À Enghien, il suffit de passer près de certaines parcelles pour comprendre tout de suite que quelque chose se joue ici. Ce ne sont pas seulement des rangées de légumes. Ce sont aussi des rencontres, des habitudes qui changent et un petit air de campagne qui s’invite en ville.
Un potager communal qui va bien au-delà des légumes
Dans l’entité d’Enghien, 34 parcelles sont aujourd’hui réparties sur trois sites. On en compte six au Potager CPAS, dix au Val de Marcq et dix-huit aux Fleurs des Champs. Elles sont accessibles à tous et attribuées pour une durée d’un an.
Sur le papier, cela ressemble à un simple projet de jardinage. En réalité, c’est bien plus que cela. Ces potagers permettent aux habitants de cultiver leurs propres fruits et légumes, mais aussi de sortir un peu du rythme trop rapide du quotidien.
Pourquoi la commune mise autant sur ces parcelles
Pour la commune, l’idée n’est pas seulement de distribuer de la terre à travailler. Le projet sert plusieurs objectifs à la fois. Il rend un service concret aux citoyens et il aide à mieux sensibiliser à l’environnement.
Selon Annelise Deville, première échevine déléguée aux Parcs et à l’Environnement, ces espaces créent surtout du lien social et encouragent de bonnes habitudes durables. Et c’est là que tout devient intéressant. Car un potager, au fond, ce n’est pas seulement du maraîchage. C’est aussi un lieu où l’on échange des conseils, des graines, des sourires et parfois même un peu de patience.
Un petit coin de calme dans un quotidien chargé
Pour ceux qui cultivent une parcelle, l’expérience a souvent une valeur très personnelle. Ciulla, qui habite à quelques centaines de mètres du potager, y jardine depuis deux ans. Chez elle, ce retour à la terre a presque une saveur de retrouvailles.
Elle explique que ses parents ont toujours jardiné. Pour elle, c’est un retour aux sources. Et dans une vie souvent pressée, ce moment au potager devient une vraie pause. On creuse, on plante, on arrose. Puis, peu à peu, on voit sortir les premières feuilles. C’est simple. Et pourtant, ça fait du bien.
Quand jardiner devient une façon de souffler
Il y a quelque chose de très apaisant dans le fait de travailler la terre. On oublie les écrans, les notifications et les courses à faire. On se concentre sur ce qui pousse devant soi. Cette lenteur est presque rare aujourd’hui, et c’est peut-être pour cela qu’elle attire autant.
Ciulla le dit avec des mots très justes. Le potager permet de souffler et de se reconnecter à soi-même. Ce n’est pas seulement une activité utile. C’est aussi un moment qui remet les idées en place. Un peu comme si la terre faisait redescendre la pression.
Des récoltes qui ont meilleur goût parce qu’elles ont été cultivées soi-même
Le plaisir ne s’arrête pas au jardin. Il continue dans l’assiette. Et là, tout change.
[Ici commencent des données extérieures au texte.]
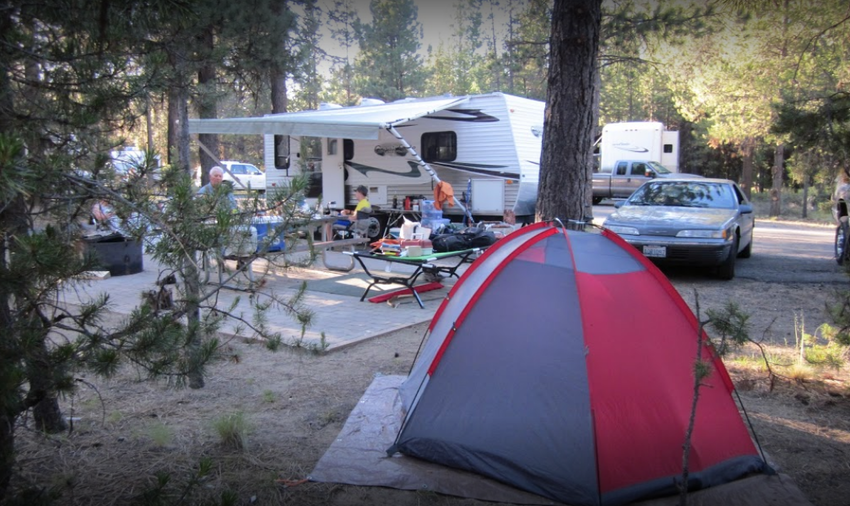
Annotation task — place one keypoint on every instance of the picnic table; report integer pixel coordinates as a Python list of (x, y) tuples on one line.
[(435, 266)]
Quand on mange ses propres tomates, ses concombres ou ses pommes de terre, le goût semble plus fort. Peut-être parce qu’il y a derrière chaque bouchée un peu de travail, un peu d’attente et beaucoup de fierté.
Ciulla en profite en famille. Elle aime partager ces récoltes avec ses proches. C’est simple, mais très fort. Au lieu d’acheter un légume sans histoire, on déguste quelque chose que l’on a vu grandir jour après jour.
Un projet local qui donne envie de ralentir
Ce type d’initiative montre qu’une ville peut rester vivante tout en laissant de la place à la nature. Les potagers communaux ne changent pas tout, bien sûr. Mais ils améliorent déjà beaucoup de choses à leur échelle. Ils redonnent du sens à un geste ancien et créent une petite communauté autour du jardinage.
Et c’est sans doute ce qui rend l’idée si forte. À Enghien, les parcelles ne font pas pousser que des légumes. Elles font aussi grandir la confiance, l’entraide et l’envie de faire autrement. Dans un monde souvent trop rapide, ce n’est pas rien.
Ce que ces potagers disent de la ville d’aujourd’hui
On pourrait croire qu’un potager communal est un détail. En fait, il révèle beaucoup sur la manière dont une commune pense ses habitants. Ici, on ne parle pas seulement d’aménagement. On parle de qualité de vie, de proximité et de respect du vivant.
Ces 34 parcelles montrent aussi qu’il existe une vraie demande pour des espaces simples, utiles et accessibles. Les citoyens veulent encore jardiner, apprendre et partager. Ils veulent voir pousser quelque chose de concret. Et parfois, c’est exactement ce qu’il faut pour recréer du lien là où on ne l’attend plus.